Sitting backstage, Jackson is relaxed, dressed in a trendy striped shirt, which he doesn’t tuck in, a sport coat and blue jeans. “I grew up with cats and dogs,” he says in a private conversation. “In the south, in Louisiana (he’s from Baton Rouge), we had tons of pets, ever since I can remember. There were birds, reptiles, frogs, snakes, you name it. I love animals, period, especially cats and dogs, hence, I am the dawg.”

He maintains his “Randy-Ese” heard on “American Idol” is not show-biz schtick. “Listen Dawg, from people in the South, these are terms of endearment in the ‘hood.’ Look at the hip hop stuff and all the slang, like, you know, ‘going to bag her.’ People think, you mean to have sex. All it (really) means is, ‘are you going out with her?’”

“It’s funny the whole Dawg thing,” he continues. “I’ve been saying ‘Dawg’ for like 20 years. This is who I am. You know, what I’m saying. It’s all cool, man.”

Jackson positively lights up when he talks about his Southern roots. And he’s passionate about reminding people about what he calls “the forgotten city.”

“I know there were millions (of dollars) raised for New Orleans, but you don’t see it on the ground. It’s so sad. There was no city on earth like New Orleans. I wanted to call attention to the plight ” and that’s why I did my (syndicated) radio show from there, and then did Ellen (meaning “The Ellen DeGeneres Show”). The music permeates the food. It’s all about feeling great and internal happiness. New Orleans musicians never cared about the New York, L.A., or Nashville scene. They did just their own thing.”

The magic has withered and the music has softened. Some performers lives were destroyed, and they’ve chosen to pick up the pieces in other places. Of those who stayed, their once filled venues may no longer exist, and if they’ve remained open the houses are no longer packed.

Jackson mentions that on the airplane to New York, he was listening to the Meters “Hey Pocky A-way”

“The song is amazing,” he says. “It sums up the whole thing. I don’t know if the city can come back the same. But there’s also a certain resiliency.”

Resiliency is something Jackson understands, it defines his long career in the dog-eat-dog music biz. He’s done it all, from playing bass with the 70s rock band Journey to touring and/or performing alongside names ranging from Herbie Hancock to Elton John. He produced for many top artists, and was a V.P. at Columbia and MCA Records.

“I’ve been lucky,” he says. “First, to play with some of the greatest jazz fusion guys. Then to recording with Aretha Franklin, Whitney Houston, Angie Bofill, and the list goes on.”

Everyone knows Aretha and Whitney, but not Bofill, a great voice and successful recording artist, primarily from early 1980s. Still, she was never a star. So, what creates a star? “You can see it in the idols who win,” he explains. “There are a lot of great singers. But will there ever be another ‘Let It Be?’ You see, it’s about the songs. You’ve gotta have amazing songs.”

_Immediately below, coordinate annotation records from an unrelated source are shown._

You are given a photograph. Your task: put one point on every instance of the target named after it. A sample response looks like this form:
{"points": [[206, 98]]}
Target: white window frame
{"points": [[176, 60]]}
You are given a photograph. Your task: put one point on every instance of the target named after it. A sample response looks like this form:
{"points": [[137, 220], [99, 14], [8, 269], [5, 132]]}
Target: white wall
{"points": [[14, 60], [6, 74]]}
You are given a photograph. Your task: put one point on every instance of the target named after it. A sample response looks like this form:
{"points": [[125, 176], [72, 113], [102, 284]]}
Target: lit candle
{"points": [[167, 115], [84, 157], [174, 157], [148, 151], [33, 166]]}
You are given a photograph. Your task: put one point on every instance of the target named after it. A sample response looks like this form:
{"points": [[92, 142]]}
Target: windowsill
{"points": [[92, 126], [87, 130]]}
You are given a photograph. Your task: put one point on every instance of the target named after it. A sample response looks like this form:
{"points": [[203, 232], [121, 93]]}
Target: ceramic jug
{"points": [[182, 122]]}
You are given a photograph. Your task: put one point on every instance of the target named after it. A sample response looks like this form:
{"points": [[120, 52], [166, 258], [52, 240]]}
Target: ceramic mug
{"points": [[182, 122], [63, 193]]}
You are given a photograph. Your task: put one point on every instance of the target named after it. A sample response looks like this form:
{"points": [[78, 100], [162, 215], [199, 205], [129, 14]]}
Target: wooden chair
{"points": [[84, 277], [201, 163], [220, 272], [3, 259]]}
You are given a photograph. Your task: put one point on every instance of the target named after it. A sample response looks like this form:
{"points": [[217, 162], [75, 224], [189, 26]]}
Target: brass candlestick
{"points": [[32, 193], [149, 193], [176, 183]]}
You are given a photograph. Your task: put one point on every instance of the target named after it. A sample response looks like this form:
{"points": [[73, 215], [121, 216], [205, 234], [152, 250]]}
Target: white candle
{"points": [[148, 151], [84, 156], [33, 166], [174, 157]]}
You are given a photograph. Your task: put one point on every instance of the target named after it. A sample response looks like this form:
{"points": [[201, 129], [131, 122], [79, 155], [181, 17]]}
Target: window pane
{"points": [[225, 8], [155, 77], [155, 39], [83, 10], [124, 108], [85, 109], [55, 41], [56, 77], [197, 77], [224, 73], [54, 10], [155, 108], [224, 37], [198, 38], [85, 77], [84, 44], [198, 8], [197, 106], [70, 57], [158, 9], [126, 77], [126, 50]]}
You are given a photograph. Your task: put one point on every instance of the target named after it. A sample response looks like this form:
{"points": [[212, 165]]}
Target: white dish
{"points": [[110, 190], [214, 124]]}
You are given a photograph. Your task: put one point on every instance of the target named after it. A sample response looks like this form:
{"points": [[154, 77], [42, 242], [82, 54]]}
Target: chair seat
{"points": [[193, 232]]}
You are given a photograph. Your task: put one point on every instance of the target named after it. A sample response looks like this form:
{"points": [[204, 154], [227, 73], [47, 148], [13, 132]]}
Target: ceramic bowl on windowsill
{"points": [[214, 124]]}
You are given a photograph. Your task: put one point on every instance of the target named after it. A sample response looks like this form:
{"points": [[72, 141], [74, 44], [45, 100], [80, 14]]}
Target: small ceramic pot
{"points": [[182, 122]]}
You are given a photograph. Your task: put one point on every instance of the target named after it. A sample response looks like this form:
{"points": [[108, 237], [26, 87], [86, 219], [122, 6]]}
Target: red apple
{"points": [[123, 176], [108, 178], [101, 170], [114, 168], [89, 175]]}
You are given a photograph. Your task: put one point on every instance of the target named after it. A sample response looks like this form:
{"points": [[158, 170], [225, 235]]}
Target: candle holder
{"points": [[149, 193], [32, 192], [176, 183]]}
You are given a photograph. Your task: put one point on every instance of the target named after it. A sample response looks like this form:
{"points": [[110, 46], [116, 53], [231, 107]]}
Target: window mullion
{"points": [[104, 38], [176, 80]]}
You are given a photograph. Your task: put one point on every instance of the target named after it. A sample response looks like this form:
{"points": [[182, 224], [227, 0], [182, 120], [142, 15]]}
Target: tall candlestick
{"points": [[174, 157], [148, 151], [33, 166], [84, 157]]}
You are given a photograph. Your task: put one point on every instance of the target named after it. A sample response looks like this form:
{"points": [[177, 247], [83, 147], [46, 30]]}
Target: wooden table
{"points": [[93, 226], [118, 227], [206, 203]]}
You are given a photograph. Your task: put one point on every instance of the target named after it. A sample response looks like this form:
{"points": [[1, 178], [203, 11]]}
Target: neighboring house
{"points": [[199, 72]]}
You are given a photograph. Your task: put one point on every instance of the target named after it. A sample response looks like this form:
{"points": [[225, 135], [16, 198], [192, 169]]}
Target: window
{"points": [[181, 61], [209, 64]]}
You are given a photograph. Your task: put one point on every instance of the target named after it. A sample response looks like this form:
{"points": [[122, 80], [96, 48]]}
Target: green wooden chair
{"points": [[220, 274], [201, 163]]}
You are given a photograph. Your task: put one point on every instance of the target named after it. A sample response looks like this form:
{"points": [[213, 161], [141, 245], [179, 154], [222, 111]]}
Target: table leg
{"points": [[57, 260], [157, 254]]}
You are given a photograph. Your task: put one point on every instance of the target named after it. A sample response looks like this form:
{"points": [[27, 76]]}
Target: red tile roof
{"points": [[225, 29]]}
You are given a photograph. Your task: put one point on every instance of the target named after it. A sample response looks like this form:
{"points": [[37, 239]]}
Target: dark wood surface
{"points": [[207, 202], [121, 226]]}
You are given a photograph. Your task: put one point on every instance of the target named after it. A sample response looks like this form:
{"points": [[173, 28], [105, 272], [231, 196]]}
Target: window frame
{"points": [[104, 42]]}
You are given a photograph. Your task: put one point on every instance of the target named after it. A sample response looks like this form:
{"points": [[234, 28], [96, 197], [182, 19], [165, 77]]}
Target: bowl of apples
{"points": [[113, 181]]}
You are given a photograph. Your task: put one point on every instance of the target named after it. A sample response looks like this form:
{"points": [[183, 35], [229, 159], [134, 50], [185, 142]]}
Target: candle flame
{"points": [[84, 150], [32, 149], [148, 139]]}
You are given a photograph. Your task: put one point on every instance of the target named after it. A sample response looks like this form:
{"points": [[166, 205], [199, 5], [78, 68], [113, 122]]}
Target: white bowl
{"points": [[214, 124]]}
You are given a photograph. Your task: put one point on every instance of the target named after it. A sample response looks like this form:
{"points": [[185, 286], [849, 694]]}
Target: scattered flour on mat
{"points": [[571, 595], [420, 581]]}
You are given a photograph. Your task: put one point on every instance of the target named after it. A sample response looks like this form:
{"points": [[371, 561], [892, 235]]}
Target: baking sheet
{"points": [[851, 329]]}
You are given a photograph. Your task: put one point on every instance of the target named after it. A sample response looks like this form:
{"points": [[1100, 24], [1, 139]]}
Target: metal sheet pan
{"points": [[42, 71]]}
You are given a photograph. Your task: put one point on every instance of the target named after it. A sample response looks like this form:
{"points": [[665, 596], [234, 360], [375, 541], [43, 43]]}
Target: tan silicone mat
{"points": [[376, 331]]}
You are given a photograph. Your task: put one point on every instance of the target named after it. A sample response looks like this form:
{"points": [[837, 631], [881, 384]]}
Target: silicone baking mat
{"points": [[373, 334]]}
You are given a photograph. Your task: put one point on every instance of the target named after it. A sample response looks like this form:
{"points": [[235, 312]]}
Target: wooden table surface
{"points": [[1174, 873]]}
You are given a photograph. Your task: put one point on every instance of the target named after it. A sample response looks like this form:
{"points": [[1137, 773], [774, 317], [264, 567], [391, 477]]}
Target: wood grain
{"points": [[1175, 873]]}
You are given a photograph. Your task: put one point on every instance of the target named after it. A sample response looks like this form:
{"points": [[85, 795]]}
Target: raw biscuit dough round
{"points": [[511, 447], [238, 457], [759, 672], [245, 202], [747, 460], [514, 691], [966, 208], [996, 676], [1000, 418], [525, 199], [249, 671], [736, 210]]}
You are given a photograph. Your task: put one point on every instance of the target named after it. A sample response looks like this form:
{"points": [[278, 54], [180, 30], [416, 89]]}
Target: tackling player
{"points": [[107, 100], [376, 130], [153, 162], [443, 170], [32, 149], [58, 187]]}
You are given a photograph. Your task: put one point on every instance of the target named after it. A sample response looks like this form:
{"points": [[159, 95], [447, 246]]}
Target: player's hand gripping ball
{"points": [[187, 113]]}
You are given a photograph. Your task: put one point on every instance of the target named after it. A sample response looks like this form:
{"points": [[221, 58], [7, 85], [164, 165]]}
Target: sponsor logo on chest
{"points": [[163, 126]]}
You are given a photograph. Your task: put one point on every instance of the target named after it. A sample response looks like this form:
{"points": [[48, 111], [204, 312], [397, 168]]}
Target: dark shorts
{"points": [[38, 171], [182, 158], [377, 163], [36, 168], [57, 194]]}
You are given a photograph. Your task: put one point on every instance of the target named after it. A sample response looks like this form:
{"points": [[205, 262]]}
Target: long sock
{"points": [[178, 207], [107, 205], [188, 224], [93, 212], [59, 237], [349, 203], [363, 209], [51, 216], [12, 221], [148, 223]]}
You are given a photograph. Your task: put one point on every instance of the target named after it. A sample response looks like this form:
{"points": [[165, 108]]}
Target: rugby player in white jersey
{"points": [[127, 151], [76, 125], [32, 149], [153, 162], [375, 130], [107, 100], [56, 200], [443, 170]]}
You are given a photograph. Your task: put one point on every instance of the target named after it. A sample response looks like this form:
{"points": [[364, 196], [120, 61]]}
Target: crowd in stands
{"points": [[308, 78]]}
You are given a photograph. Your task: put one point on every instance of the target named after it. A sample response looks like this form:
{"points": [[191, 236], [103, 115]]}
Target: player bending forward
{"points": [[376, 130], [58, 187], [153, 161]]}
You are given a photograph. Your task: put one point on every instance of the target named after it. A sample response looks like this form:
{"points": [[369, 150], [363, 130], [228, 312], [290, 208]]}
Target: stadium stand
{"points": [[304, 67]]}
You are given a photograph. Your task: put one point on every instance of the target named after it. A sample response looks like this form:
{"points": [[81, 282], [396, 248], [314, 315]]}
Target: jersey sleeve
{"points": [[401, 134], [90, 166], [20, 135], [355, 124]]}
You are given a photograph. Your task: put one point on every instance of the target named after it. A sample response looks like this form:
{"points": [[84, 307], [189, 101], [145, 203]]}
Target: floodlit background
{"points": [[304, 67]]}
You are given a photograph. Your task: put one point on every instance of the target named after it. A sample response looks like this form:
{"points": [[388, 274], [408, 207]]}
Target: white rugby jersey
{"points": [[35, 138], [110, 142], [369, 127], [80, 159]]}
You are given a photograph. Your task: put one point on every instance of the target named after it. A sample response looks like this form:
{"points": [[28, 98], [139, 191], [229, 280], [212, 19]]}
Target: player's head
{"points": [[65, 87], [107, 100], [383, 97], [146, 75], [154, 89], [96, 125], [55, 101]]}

Interestingly, he uses the same word, amazing, to describe his own pets, whose names aren’t Mariah, Aretha and Whitney. There’s the aforementioned newly adopted kitten, named Dawg. And there are three dogs, as in canines, Toshi, who he describes as “a small noisy terrier;” Bobbie, a little poodle, and a soft-coat Wheaten terrier named Buckley.

His kids are 9, 11 and 16 and they’re responsible for naming the dogs. “I think dogs take on the personalities of the people they live with,” he says. So, which dog is most like Randy? He doesn’t even have to think about the answer. “Buckley,” he responds in an instant. “He’s just like me; he’s cool, well-mannered, likes getting his hair done and is well-behaved.”

He continues, “Man, adopting one million cats. It can be done. It has to be. I mean it blew me away when I learned three of every four cats that enters a shelter doesn’t make it out alive.” Also, for each purchase of a 9Lives product, the company will donate one dollar to an animal charity.

His fellow Idol judges Simon Cowell and Paula Abdul have repeatedly publicly professed their love of dogs. “They really do love dogs,” says Jackson. “How can you not love animals? Well Ryan (Idol host Ryan Seacrest) probably loves himself more. Yeah, Simon does love animals, but you know he loves himself more. Who can’t love an animal, dude? If you don’t, something’s wrong.”